Evaluation, UX Testing and Wizard of Oz

Summary

Evaluation matters because designers are not designing for themselves. Evaluation supports iterative development, helps teams fail early, and provides evidence for design decisions.

Three broad evaluation types are usability testing or UX evaluation with users, field evaluation in natural settings, and analytical evaluation by experts without users. Usability is often described through learnability, efficiency, memorability, errors, and satisfaction.

Greenberg and Buxton warn that traditional usability testing can be harmful too early because it focuses on measurable errors, speed, and negative findings, which can prematurely kill promising but incomplete concepts. Early UX evaluation should also examine emotions, enjoyment, aesthetics, expectations, context, and non-instrumental experience.
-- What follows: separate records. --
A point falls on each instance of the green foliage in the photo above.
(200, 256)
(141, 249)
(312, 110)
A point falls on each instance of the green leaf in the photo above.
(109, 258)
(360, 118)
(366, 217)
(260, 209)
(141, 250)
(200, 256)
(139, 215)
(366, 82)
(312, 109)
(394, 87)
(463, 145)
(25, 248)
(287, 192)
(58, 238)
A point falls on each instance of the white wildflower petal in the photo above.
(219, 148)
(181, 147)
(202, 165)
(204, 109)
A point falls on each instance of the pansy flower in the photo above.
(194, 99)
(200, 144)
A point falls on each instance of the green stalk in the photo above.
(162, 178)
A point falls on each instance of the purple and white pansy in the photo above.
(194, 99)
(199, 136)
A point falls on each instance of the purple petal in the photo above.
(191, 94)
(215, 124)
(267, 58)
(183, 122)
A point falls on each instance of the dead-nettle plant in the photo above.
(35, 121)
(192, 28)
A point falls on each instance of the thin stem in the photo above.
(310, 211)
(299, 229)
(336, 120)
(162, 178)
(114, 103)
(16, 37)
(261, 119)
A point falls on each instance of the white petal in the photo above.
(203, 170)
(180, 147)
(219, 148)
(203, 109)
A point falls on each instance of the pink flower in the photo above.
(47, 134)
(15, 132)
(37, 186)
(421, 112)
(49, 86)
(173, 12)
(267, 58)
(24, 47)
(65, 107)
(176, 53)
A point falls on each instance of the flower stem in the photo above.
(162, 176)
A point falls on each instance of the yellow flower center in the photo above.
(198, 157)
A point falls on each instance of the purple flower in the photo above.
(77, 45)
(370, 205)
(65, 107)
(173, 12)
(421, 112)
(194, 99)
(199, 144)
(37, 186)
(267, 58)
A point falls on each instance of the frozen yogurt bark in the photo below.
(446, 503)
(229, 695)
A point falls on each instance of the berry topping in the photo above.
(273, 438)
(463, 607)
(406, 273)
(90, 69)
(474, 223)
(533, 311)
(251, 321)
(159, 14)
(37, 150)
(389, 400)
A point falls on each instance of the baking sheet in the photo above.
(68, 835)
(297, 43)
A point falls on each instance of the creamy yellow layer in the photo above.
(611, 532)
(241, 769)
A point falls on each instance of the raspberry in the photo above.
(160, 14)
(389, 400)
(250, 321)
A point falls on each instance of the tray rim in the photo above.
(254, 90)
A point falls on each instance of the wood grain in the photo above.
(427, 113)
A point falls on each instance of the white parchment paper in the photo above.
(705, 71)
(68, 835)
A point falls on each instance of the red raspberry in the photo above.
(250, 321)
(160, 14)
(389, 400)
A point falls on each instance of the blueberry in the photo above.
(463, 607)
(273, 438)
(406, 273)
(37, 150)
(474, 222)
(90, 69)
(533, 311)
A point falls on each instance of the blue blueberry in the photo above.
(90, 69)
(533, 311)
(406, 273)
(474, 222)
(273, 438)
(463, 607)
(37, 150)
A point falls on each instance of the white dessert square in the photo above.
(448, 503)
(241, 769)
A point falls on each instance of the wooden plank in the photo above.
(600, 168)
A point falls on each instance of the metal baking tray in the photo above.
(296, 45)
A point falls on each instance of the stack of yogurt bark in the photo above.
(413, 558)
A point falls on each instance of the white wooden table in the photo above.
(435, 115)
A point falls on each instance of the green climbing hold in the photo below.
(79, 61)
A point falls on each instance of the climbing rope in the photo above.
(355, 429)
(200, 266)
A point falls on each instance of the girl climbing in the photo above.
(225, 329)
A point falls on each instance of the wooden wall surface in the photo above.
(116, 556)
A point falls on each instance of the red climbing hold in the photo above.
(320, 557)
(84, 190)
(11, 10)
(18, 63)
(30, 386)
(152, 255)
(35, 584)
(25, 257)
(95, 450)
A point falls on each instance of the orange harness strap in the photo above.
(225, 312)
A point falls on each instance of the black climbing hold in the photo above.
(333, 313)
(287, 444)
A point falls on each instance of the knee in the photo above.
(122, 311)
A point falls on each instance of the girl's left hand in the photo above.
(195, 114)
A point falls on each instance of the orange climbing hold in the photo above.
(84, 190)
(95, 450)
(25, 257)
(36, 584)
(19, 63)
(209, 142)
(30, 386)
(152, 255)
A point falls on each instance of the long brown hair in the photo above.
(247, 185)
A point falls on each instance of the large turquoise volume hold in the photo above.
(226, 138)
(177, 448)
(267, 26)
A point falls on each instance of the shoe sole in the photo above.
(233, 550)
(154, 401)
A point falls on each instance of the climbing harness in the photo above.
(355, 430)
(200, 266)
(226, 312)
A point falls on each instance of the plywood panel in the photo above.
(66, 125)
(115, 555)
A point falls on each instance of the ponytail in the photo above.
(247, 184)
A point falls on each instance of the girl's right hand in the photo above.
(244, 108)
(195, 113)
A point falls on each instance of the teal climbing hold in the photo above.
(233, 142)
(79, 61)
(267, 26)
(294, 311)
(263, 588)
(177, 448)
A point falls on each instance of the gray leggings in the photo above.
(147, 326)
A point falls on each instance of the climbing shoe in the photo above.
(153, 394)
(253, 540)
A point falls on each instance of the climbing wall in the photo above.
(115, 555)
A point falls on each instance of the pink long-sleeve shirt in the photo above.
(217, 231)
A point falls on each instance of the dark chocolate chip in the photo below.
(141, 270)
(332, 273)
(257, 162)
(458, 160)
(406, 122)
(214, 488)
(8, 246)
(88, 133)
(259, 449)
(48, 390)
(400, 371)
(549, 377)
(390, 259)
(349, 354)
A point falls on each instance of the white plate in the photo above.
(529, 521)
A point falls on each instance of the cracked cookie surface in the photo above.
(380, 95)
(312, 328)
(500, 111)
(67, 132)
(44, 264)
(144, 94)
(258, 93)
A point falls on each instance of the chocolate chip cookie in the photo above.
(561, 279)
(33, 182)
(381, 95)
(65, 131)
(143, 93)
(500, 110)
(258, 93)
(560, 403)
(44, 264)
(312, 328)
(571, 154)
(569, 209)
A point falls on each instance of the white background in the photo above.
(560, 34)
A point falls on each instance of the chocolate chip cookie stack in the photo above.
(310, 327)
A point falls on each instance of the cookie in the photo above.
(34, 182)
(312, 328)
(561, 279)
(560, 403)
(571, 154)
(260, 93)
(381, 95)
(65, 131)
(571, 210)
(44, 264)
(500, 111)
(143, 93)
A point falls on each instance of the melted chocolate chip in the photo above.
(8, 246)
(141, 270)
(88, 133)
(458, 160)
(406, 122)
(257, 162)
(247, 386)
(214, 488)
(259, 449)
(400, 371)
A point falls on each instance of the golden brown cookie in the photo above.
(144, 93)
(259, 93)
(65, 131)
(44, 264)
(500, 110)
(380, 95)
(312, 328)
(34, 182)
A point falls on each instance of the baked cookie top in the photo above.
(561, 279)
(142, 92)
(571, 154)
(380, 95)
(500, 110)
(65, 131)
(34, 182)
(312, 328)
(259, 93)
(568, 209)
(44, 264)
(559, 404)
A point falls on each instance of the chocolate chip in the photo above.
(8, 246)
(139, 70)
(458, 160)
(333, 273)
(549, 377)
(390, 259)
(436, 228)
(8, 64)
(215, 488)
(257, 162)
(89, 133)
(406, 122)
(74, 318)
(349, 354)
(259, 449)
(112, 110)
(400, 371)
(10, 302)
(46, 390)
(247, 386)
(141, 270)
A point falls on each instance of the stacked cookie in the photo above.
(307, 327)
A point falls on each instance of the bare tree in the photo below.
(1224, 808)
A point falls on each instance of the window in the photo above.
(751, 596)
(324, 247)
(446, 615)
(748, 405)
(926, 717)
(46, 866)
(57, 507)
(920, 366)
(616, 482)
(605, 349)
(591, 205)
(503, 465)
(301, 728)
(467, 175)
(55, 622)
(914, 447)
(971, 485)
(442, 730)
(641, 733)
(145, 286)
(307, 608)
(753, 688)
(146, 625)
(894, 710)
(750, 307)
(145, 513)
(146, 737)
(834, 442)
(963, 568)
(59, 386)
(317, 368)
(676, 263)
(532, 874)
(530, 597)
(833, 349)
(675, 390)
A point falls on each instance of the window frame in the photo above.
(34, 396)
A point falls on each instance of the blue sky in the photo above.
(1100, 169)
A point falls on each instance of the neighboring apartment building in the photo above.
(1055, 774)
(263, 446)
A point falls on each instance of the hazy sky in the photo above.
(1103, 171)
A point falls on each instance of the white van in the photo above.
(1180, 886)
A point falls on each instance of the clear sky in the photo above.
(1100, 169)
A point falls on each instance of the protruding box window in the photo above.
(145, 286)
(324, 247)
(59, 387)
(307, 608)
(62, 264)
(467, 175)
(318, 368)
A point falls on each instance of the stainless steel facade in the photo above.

Anticipated UX concerns expected experiences, feelings, needs, and wishes before the final product exists. Prototype fidelity can be mixed across appearance, functionality, interactivity, data, and spatial or physical structure. Wizard of Oz evaluation lets users interact with a seemingly working system while a hidden human simulates part of the functionality.

Typical evaluation planning includes consent, introduction, background questions, icebreaker, tasks, post-questionnaire, semi-structured interview, documentation, and participant debriefing. Roles can include facilitator/interviewer, observer, documenter, and operator.

Key Terminology

Usability testing: controlled evaluation of how easy a system is to use.
UX evaluation: evaluation of user experience, including emotion, aesthetics, meaning, and context.
Field evaluation: evaluation in natural use settings.
Analytical evaluation: expert evaluation without users.
Learnability: ease of first-time task completion.
Efficiency: speed and effort after learning.
Memorability: ease of returning after time away.
Errors: number, severity, and recoverability of mistakes.
Satisfaction: pleasantness of use.
Anticipated UX: expected experience before actual use.
Mixed-fidelity prototype: prototype where different aspects have different realism levels.
Wizard of Oz: hidden human control simulates system intelligence or automation.
Think aloud: participant verbalizes thoughts while performing tasks.
Pilot study: trial run used to refine procedure, tasks, and questions.